Six bacterial species under family Microbacteriaceae are prepared as a sample dataset.
Species | Accession | Link |
---|---|---|
Clavibacter nebraskensis NCPPB 2531 | GCA_000355695.1 |
NCBI |
Clavibacter insidiosus LMG 3663 | GCA_002240565.1 |
NCBI |
Microbacterium hominis NBRC 15708 | GCA_001592125.1 |
NCBI |
Microbacterium aurum KACC 15219 | GCA_001974985.1 |
NCBI |
Leucobacter chironomi DSM 19883 | GCA_000421845.1 |
NCBI |
Leucobacter muris DSM 101948 | GCA_004028235.1 |
NCBI |
Press the button below to download a compressed file containing the genome assemblies and their metadata of the species above.
Download samples (5.1 MB) EzAAI_samples.zip
Launch EzAAI extract module on your genomes by entering the following command on your terminal.
$ ezaai extract -i fasta -o db -l labels.tsv
EzAAI will automatically produce a CDS profile DBs of the genomes with Prodigal with following prompt.
EzAAI |: Database extraction completed: sample/db/Cn.db
EzAAI |: ...
EzAAI |: Task finished.
You can check the database files lying in the directory by entering the following command.
$ ls db/
Ci.db Cn.db Lc.db Lm.db Ma.db Mh.db
Enter the following to perform all-by-all pairwise AAI calculation on the extracted profiles from above.

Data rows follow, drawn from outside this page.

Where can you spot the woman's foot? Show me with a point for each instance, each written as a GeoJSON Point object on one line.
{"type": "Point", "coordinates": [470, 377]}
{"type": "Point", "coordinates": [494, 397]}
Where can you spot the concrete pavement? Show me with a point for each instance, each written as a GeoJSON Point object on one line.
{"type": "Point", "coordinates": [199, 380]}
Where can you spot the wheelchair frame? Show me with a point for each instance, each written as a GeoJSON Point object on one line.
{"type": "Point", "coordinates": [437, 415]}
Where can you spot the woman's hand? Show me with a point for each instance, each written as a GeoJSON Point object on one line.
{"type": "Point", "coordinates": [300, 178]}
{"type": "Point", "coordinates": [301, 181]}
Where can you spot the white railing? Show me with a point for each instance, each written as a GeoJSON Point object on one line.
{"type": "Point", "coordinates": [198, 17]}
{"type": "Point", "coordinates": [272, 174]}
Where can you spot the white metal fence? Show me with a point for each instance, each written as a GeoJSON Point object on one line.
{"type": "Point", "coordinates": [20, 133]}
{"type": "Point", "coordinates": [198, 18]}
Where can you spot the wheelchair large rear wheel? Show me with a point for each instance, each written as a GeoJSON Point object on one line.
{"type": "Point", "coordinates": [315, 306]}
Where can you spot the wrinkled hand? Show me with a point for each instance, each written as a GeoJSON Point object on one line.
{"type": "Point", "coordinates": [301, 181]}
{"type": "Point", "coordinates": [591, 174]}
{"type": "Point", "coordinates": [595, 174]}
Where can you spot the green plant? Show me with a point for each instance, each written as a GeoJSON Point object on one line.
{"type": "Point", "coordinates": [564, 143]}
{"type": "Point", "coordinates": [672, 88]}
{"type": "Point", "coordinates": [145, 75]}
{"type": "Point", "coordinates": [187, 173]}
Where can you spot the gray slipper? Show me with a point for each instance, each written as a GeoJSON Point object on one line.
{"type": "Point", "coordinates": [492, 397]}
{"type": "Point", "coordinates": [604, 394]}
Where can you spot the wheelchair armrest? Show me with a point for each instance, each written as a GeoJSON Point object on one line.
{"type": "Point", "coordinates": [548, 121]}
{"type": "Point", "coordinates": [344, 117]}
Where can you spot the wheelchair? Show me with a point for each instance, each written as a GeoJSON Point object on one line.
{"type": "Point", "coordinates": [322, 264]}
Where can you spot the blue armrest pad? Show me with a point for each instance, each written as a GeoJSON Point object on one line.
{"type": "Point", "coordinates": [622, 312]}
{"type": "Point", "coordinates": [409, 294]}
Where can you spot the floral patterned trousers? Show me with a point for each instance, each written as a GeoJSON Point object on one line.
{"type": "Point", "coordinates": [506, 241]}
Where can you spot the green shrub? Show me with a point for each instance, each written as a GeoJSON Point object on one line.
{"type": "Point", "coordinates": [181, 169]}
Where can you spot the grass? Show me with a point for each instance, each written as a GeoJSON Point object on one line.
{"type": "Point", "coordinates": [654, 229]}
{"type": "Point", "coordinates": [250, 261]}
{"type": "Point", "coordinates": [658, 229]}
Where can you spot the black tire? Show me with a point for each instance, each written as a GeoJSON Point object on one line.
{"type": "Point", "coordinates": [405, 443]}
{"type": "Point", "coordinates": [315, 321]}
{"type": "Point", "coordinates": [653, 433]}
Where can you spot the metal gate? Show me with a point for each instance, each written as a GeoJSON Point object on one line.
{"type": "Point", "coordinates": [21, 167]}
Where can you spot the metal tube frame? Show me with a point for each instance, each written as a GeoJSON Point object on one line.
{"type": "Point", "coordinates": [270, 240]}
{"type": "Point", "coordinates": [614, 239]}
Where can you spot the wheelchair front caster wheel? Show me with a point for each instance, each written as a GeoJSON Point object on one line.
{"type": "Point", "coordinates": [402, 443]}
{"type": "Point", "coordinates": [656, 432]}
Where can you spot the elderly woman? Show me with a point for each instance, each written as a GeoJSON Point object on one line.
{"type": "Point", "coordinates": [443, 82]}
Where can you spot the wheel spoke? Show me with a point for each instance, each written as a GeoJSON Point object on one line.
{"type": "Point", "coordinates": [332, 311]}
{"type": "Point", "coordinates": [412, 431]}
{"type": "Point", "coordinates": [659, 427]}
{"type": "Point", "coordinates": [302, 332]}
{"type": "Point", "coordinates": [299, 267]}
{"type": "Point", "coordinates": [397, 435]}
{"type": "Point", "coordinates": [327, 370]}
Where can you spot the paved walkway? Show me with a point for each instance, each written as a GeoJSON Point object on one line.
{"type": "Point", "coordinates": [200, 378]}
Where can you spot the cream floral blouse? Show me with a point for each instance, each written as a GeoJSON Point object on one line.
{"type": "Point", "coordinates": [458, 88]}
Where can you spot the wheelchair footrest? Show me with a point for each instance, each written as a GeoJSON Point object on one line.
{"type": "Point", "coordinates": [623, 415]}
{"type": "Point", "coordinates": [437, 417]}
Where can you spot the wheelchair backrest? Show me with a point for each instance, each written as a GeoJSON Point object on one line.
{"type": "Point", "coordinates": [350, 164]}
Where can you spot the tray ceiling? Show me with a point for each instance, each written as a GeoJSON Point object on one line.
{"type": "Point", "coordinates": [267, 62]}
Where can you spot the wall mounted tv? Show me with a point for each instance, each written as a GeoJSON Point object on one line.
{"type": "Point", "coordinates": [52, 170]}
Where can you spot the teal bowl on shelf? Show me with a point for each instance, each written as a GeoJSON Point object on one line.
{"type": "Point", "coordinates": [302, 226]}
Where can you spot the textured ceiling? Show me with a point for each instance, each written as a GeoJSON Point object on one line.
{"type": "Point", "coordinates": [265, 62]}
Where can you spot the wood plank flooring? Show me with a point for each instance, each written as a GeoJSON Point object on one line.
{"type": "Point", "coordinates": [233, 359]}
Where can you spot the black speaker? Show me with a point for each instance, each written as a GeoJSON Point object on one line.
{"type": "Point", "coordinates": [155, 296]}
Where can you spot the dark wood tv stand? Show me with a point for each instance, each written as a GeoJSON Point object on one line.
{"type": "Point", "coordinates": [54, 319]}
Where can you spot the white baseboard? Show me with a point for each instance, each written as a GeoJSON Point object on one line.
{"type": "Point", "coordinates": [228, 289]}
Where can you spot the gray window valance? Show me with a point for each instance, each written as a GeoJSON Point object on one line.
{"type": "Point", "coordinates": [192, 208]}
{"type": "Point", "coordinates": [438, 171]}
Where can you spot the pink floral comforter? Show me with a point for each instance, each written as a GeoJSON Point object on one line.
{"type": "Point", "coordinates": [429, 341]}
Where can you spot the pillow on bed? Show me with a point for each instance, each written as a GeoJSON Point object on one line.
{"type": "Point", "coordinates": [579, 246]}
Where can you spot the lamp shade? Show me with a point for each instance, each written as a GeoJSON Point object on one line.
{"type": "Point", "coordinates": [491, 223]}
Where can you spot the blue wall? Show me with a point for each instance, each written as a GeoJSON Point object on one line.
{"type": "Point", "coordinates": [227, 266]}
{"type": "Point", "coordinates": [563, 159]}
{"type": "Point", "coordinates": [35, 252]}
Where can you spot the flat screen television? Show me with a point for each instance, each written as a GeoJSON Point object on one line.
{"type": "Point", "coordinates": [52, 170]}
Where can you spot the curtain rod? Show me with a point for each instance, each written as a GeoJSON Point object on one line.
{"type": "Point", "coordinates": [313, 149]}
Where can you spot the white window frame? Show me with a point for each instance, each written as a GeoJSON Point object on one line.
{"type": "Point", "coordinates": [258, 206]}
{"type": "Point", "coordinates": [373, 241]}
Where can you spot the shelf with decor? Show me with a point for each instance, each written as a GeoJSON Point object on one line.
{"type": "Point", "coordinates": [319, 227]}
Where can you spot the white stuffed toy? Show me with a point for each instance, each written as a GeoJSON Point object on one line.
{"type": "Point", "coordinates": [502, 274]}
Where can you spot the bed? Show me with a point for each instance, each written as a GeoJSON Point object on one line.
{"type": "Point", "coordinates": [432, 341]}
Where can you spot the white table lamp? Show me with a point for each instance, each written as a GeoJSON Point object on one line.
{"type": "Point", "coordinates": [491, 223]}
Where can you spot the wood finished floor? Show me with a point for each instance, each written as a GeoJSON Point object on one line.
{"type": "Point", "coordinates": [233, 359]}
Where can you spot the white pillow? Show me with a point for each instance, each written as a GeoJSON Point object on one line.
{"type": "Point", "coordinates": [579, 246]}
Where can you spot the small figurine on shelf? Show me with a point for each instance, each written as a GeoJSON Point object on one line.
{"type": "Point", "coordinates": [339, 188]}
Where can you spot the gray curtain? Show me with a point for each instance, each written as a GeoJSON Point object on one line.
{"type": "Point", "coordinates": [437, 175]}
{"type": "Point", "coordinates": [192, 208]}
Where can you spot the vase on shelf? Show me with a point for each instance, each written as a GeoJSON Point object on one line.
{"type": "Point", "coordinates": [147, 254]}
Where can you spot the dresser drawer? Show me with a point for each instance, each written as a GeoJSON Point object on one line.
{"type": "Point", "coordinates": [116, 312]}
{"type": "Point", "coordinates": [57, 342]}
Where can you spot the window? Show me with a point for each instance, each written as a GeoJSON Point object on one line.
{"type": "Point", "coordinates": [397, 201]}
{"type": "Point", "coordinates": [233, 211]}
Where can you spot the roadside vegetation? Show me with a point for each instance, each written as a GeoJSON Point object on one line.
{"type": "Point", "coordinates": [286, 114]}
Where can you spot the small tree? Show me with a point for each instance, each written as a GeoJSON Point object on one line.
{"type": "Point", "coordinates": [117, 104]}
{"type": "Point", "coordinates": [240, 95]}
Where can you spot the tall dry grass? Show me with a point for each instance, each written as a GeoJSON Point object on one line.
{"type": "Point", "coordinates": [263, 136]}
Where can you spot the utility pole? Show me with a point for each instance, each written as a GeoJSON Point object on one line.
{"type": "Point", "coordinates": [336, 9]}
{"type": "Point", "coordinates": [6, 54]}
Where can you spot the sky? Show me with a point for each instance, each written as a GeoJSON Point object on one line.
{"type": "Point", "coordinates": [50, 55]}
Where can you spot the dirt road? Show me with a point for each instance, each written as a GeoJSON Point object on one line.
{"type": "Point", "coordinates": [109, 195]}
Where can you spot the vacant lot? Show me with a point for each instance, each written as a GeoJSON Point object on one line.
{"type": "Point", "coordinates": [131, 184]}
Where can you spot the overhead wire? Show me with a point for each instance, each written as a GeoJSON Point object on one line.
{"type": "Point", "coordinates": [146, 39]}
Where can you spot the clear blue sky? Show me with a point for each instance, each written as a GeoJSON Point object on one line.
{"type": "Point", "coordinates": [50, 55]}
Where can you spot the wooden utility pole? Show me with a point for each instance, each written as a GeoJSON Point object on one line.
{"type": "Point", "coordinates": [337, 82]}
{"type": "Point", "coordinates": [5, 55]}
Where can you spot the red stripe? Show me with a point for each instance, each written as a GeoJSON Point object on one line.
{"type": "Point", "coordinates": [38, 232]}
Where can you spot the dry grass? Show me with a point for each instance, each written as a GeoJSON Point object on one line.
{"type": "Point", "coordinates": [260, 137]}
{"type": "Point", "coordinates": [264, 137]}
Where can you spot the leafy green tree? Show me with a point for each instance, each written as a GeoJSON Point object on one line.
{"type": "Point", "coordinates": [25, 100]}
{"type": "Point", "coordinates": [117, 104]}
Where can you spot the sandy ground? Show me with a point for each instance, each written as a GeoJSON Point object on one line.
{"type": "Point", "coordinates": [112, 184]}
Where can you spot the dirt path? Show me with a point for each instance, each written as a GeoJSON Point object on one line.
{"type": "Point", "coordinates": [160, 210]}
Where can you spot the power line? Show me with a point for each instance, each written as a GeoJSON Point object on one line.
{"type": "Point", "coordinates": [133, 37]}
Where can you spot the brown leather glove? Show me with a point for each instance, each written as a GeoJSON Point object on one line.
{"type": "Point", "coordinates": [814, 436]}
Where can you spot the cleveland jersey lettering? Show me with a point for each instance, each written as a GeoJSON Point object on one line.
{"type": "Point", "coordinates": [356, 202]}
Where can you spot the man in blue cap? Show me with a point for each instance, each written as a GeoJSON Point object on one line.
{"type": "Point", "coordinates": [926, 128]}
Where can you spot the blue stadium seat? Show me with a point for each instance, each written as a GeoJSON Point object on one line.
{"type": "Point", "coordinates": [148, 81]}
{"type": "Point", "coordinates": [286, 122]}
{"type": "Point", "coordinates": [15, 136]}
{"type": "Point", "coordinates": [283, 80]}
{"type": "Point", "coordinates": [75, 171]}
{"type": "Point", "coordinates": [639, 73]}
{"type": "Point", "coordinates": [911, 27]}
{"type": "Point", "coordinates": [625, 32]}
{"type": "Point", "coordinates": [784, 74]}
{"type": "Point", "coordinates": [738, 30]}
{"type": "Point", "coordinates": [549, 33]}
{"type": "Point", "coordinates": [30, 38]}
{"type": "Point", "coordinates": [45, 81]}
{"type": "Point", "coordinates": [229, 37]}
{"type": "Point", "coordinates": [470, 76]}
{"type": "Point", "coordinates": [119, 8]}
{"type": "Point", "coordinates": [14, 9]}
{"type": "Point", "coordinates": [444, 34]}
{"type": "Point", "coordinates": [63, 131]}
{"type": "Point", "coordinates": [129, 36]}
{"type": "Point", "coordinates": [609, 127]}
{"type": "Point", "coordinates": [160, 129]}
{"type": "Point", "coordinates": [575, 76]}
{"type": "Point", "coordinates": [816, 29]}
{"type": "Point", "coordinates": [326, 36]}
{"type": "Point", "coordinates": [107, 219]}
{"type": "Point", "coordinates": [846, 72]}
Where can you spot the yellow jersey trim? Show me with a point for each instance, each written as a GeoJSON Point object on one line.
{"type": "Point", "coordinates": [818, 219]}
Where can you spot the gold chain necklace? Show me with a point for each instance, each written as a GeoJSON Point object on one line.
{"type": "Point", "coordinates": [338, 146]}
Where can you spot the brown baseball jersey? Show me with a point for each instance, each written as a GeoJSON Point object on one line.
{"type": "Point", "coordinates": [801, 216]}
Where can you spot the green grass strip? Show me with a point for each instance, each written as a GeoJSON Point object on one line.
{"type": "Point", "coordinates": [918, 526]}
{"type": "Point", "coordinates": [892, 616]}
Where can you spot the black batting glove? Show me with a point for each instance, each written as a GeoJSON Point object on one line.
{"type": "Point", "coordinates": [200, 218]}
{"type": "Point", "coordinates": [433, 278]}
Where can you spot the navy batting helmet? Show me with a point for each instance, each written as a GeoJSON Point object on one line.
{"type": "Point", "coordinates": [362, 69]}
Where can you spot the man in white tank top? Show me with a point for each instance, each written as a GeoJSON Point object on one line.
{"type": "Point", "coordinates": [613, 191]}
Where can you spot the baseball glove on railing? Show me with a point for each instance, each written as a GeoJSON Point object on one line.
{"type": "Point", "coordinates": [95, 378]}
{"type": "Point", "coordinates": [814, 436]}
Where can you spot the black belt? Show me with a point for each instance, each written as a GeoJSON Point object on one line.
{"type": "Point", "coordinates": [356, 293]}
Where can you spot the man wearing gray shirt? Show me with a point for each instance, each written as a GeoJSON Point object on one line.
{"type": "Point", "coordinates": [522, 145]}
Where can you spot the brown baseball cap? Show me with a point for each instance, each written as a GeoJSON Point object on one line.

$ ezaai calculate -i db/ -j db/ -o out/aai.tsv
The pipeline will automatically detect .db files from the directory and calculate AAI values across the entire set of pairs using MMSeqs2.
EzAAI |: Calculating AAI... [Task 1/36]
EzAAI |: Calculating AAI... [Task 2/36]
...
EzAAI |: Calculating AAI... [Task 36/36]
EzAAI |: Task finished.
Run following to peek the contents of the result file.
$ head -7 out/aai.tsv
ID1 ID2 Label1 Label2 AAI
786958951 786958951 Leucobacter muris Leucobacter muris 100.000000
786958951 199206886 Leucobacter muris Clavibacter nebraskensis 61.609688
786958951 334056981 Leucobacter muris Microbacterium hominis 61.465138
786958951 204122518 Leucobacter muris Microbacterium aurum 61.842079
786958951 1073644442 Leucobacter muris Clavibacter insidiosus 61.453637
786958951 727401181 Leucobacter muris Leucobacter chironomi 88.755422
You can see the result in glance of which the pair from same genus reports relatively high AAI value than the others.
Run following to perform hierarchical clustering on the matrix provided from the previous step.
$ ezaai cluster -i out/aai.tsv -o out/sample.nwk
EzAAI |: AAI matrix identified. Running hierarchical clustering with UPGMA method...
EzAAI |: Task finished.
Resulting file is in a Newick format, which you can either look at it as a text,
$ cat out/sample.nwk
(((Microbacterium hominis:9.325725,Microbacterium aurum:9.325725):9.500001,
(Clavibacter nebraskensis:2.373246,Clavibacter insidiosus:2.373246):16.452480):0.335034,
(Leucobacter muris:5.622289,Leucobacter chironomi:5.622289):13.538471);
or as a tree visualized with different external programs such as MEGA.